Mas mora ali um coração grande e bom, o que deve limpar toda a porcaria que me mete pelos ouvidos adentro. O pai dos filhos, com quem mora desde os dezasseis anos, tem uma pequena reserva onde instala animais que vai apanhando feridos ou abandonados. Tem lá, neste momento, dois casais de patos-bravos e uma galinha. Tirou a guia aos patos para que eles não voassem, e os dois casais lá se reproduziram, não sei se o mesmo pato com as duas patas ou se duas para dois, esqueço-me sempre de perguntar esses pormenores. Também porque receio que ela me conte a história da fractura da mãe, que nunca sei se foi de um braço ou de um pé porque entro em off quando ela começa a desbobinar.

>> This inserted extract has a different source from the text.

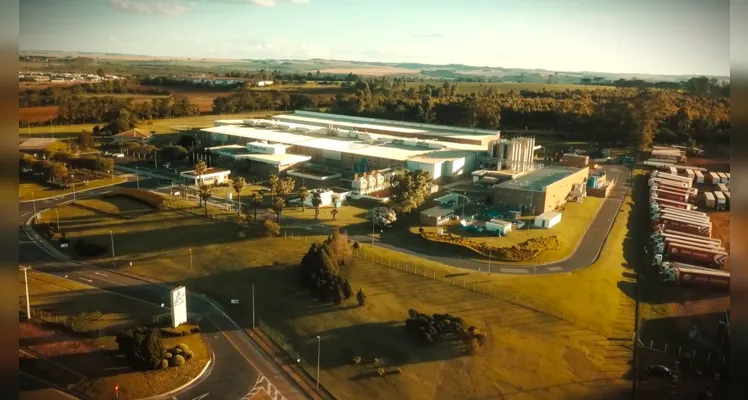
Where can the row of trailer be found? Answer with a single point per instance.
(681, 241)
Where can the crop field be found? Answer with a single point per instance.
(501, 87)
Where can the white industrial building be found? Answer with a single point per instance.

A verdade é que as duas patas ficaram chocas, dez ovos cada uma. Os primeiros dez nasceram algumas semanas antes dos seguintes, eu vi o filme e comovi-me porque também sou parva e o milagre da vida agrava-me essa característica. Entretanto, morreram três, pois a tal vida também consegue ser estúpida e ai a selecção natural e ai a lei do mais forte e porras.
A segunda pata cansou-se de chocar ovos, é capaz de ser muito jovem e ou tola, deixou três ao abandono e foi à vida dela cuidar dos séptuplos. A galinha ficou choca, não tinha galo, não vai de modas: chocou os três ovos e nasceram-lhe três patinhos.
Diz que parir é dor, criar é amor, pelo que a galinha e os patinhos convenceram-se de que eram mãe e filhos. Só que a pata parideira e abandónica reconheceu aqueles três como sendo seus. Ao início, bicava a galinha como se a desgraçada fosse uma raptora ou uma subtractora de menores.
Não sei como é que se entenderam. Sei só que, actualmente, andam as duas patas e a galinha a rodear os patinhos em todo o espaço, e ai do gato ou de outro animal qualquer que tente atacar os pequenos. Terá primeiro que lutar com as três mães até à morte.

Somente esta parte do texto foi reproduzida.